Development of the Defect Analysis Technology for CANDU Spent Fuel

Yong-Chan Kim1,2, Jong-Hyeon Lee1*
1Chungnam National University, 99, Daehak-ro, Yuseong-gu, Daejeon 34134, Republic of Korea
2KEPCO Nuclear Fuel, 242, Daedeok-daero 989beon-gil, Yuseong-gu, Daejeon 34057, Republic of Korea
* Corresponding Author. Jong-Hyeon Lee, Chungnam National University, E-mail: jonglee@cnu.ac.kr, Tel: +82-42-821-6596

December 28, 2020 ; January 19, 2021 ; March 8, 2021

Abstract


The domestic CANDU nuclear power plants have been operated for a long time and various unforeseen spent fuel defects have been discovered. As the spent fuel defects are important factors in the safety of the nuclear power plant, a study on the analysis of the spent fuel defects to prevent their recurrence is necessary. However, in cases where the fuel rods inside the fuel assembly are defected, it is difficult to dismantle the fuel assembly owing to their welded structure and the facility conditions of the plant. Therefore, it is impossible to analyze the spent fuel defect because it is difficult to visually check the shape of the fuel defect. To resolve these problems, an analysis technology that can predict the number of defected fuel rods and defect size was developed. In this study, we developed a methodology for investigating the root cause of spent fuel defects using a database of the earlier fuel defects in the plants. It is anticipated that in the future this analysis technology will be applied when spent fuel defects occur.



초록


    1. Introduction

    Since commercial operation of a CANDU nuclear power plant started in April 1983, four CANDU nuclear power plants have been operated. As these domestic CANDU plants have been operated for a long time, various types of spent fuel defects have occurred in them [1]. The physical properties of the pellet, which is uranium dioxide (UO2) in the fuel rod, must be free of small holes, cracks, and chipping defects in the process of manufacturing nuclear fuel [2-3].

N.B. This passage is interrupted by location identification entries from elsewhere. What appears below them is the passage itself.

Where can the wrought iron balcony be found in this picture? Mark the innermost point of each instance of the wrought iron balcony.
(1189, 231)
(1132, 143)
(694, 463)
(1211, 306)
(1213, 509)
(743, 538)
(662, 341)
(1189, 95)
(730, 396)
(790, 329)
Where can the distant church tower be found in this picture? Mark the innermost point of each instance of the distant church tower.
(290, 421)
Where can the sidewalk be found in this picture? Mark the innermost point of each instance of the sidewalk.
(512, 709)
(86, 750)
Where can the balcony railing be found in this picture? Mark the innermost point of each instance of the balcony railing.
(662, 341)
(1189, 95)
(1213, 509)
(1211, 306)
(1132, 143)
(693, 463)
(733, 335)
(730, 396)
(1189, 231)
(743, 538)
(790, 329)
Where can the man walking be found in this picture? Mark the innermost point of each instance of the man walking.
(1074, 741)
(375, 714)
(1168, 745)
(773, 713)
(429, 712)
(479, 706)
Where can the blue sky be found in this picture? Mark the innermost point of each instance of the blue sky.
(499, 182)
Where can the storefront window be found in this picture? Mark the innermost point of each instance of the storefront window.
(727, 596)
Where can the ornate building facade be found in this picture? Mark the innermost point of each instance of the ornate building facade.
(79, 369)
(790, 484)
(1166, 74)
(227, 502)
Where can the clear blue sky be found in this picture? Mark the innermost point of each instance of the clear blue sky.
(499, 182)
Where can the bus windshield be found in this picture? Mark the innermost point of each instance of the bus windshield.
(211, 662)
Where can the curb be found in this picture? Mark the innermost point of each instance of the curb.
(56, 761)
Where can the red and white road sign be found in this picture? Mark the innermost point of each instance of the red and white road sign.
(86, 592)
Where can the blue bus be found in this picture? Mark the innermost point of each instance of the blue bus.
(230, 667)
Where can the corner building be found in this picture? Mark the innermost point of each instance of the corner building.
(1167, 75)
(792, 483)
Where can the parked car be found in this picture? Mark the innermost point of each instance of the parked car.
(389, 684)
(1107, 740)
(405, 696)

    In addition, since the fuel rod must withstand high heat and radiation in the reactor and maintain its integrity in water of 5 m depth in the spent fuel pool facility for decades, the fuel rods made of Zircaloy material are also inspected by helium leak testing in the manufacturing process. However, during the fuel burning in the reactor, many small defects occur in the welding area of the endcap in the fuel rod. The spent fuel released from the reactor can be stored in a canister designed with a capacity of 60 fuel assemblies if it is determined to be a sound spent fuel without defects by the defect detection system in the power plant. It is then transferred to a dry storage facility [4]. However, in the case of defective spent fuel, it is sealed in a special container (Can) after determining the fuel is defective through sipping inspection system and a visual inspection system [5-6]. Defective fuels are stored separately in the defective spent fuel facility. When it is difficult to check defects through a sipping test and visual inspection, a precise inspection for investigating the root cause of the defect type and the defect location is performed in a hot cell [7].

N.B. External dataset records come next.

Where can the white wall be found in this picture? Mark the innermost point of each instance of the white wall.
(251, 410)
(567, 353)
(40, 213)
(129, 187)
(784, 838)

    In order to secure the safety of the CANDU nuclear power plant, the integrity of the spent fuel must be guaranteed. However, complete monitoring of the fuel being burned in the reactor has many restrictions due to high radiation conditions. To date, in order to monitor fuel loaded in the reactor, a method of analyzing the coolant radioactivity of the reactor has been widely used. In Korea, the analysis technology of the coolant radioactivity was previously at a relatively low level where only indication of a fuel defect was identified and it was unable to investigate the root cause of the defect. In particular, in the case of CANDU spent fuel, it is difficult to perform fuel dismantling due to the welded structure of the fuel assembly, as shown in Fig. 1 [8].

    JNFCWT-19-2-215_F1.gif
    Fig. 1

    The structure of the CANDU fuel assembly.

    If the fuel rod located inside the fuel assembly is defective, it is impossible to identify the fuel defect. In response, in this study, a methodology for analyzing the number of defective fuel rods and the size of defects and the root cause of defects is described.

    2. Development of analysis technology for fuel defect

    2.1 Fission product of nuclear fuel

    When nuclear fission occurs in the uranium pellet of the fuel rod, fission products are generated. Fission products that are directly generated through fission are called primary fission products, and since these primary fission products are unstable, they can be converted into another nuclide through various decay mechanisms.

    The instability of the primary fission product is stabilized by conversion to other nuclides with the release of beta particles (β-particles) due to excessive neutron numbers and is generally accompanied by gamma ray (γ-ray) emission simultaneously.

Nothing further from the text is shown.